Baidu Map Android SDK(百度地图官方安卓 SKills)
Security checks across static analysis, malware telemetry, and agentic risk
Overview
This is a coherent documentation-only Baidu Maps Android SDK guide, but users should verify its official provenance and handle SDK keys, dependencies, and location data carefully.
This skill appears safe as documentation-only guidance. Before using it, verify the instructions against Baidu’s official docs, pin dependency versions, protect and restrict your Baidu AK, and make sure any app built from the guidance clearly asks for privacy consent before using or sharing location data.
Static analysis
No static analysis findings were reported for this release.
VirusTotal
VirusTotal findings are pending for this skill version.
Risk analysis
Artifact-based informational review of SKILL.md, metadata, install specs, static scan signals, and capability signals. ClawScan does not execute the skill or run runtime probes.
A user might assume the guide is officially maintained when the provided provenance does not prove that.
The display name suggests official status, but the registry metadata does not provide an official source or homepage.
Name: Baidu Map Android SDK(百度地图官方安卓 SKills) ... Source: unknown ... Homepage: none
Verify guidance against Baidu’s official documentation before relying on version numbers, privacy wording, or SDK setup details.
Using floating dependency versions may pull different SDK code over time.
The guide allows dynamic Gradle dependency versions, which can make builds less reproducible even though this is user-directed and purpose-aligned.
不写版本号可改为 `+` 或具体版本号
Prefer pinned SDK and Gradle versions, use official repositories, and verify checksums when replacing wrapper files.
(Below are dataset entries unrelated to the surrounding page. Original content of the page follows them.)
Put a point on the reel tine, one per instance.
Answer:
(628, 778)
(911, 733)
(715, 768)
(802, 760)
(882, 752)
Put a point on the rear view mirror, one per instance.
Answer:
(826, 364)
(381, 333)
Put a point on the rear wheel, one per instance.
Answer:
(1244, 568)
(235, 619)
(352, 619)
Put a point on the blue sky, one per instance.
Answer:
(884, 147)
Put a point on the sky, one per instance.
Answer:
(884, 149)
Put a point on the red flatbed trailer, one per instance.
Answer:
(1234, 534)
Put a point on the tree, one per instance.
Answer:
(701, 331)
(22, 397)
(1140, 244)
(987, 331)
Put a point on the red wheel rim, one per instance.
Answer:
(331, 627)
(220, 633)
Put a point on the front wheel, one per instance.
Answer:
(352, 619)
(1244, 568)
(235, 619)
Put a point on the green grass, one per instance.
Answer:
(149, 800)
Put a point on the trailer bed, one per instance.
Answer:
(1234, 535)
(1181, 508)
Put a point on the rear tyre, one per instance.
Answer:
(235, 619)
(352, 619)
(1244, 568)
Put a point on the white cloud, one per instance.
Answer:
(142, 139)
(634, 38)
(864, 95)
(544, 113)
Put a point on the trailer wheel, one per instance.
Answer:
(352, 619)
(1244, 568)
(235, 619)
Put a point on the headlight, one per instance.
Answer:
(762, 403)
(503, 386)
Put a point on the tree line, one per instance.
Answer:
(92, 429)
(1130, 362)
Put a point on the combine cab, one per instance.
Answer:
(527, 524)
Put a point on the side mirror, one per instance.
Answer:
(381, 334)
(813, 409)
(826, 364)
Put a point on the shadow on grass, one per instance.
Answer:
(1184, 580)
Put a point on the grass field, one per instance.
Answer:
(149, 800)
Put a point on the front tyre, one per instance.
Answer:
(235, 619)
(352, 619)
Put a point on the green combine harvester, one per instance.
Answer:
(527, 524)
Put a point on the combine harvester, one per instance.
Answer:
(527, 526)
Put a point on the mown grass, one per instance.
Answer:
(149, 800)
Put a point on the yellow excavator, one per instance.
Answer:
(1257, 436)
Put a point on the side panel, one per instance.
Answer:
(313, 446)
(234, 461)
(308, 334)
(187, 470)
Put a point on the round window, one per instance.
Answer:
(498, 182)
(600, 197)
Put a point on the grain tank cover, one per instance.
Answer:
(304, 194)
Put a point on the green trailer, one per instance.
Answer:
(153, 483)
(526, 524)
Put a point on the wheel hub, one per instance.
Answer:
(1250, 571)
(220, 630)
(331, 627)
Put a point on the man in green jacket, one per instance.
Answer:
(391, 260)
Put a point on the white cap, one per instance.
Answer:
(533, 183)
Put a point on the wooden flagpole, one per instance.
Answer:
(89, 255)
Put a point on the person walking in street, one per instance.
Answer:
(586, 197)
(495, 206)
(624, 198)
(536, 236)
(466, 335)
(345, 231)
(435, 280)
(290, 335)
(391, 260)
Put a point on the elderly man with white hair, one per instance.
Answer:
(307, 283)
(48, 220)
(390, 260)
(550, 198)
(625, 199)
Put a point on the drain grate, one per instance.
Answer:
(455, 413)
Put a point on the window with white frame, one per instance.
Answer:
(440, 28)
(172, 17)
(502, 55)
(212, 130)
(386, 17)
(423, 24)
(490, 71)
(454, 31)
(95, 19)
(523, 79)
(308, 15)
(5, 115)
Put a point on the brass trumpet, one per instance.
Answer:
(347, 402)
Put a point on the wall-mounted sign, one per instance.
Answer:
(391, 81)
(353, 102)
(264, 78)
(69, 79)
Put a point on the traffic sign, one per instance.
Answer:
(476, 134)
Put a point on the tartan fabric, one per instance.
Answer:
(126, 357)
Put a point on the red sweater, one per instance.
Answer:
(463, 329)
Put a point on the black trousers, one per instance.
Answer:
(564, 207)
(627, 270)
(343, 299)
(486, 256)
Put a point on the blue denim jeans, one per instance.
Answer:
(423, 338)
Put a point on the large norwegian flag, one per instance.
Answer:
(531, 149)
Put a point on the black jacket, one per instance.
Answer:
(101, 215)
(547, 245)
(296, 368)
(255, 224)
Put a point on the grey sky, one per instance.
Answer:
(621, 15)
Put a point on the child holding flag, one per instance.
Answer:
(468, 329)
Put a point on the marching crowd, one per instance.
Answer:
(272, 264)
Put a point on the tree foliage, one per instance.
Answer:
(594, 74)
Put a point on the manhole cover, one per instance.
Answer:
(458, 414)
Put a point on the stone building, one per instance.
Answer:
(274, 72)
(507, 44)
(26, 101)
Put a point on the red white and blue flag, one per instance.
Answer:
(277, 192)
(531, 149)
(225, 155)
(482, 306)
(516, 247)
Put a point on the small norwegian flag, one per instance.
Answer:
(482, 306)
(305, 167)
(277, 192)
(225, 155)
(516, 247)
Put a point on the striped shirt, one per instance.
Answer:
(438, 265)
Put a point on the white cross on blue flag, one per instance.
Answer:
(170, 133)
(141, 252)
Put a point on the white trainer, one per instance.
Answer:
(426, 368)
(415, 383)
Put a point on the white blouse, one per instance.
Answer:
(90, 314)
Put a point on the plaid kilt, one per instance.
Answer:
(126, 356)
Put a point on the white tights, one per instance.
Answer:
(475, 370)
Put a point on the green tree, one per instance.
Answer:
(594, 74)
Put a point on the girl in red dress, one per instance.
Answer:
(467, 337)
The app you build from this guidance may access user location and rely on a Baidu account key.
The generated Android app is expected to use a Baidu API key and request location permissions for map/location features.
<meta-data android:name="com.baidu.lbsapi.API_KEY" android:value="您的AK" /> ... ACCESS_FINE_LOCATION ... ACCESS_COARSE_LOCATION
Restrict the AK by package name/SHA1, enable only needed services, avoid committing secrets, and request location permissions only when needed.
Location, route, POI, or search data may be sent to Baidu services or opened in the Baidu Maps app/web flow.
The guide describes sending location data to Baidu SDK services to create share URLs or invoke external Baidu Map flows, which is expected for this SDK but sensitive.
requestLocationShareUrl(new LocationShareURLOption().location(latLng).name(...).snippet(...)) ... getUrl() 得短链
Disclose these data flows in the app privacy notice, gate them on user consent, and avoid sharing sensitive locations unless the user explicitly requests it.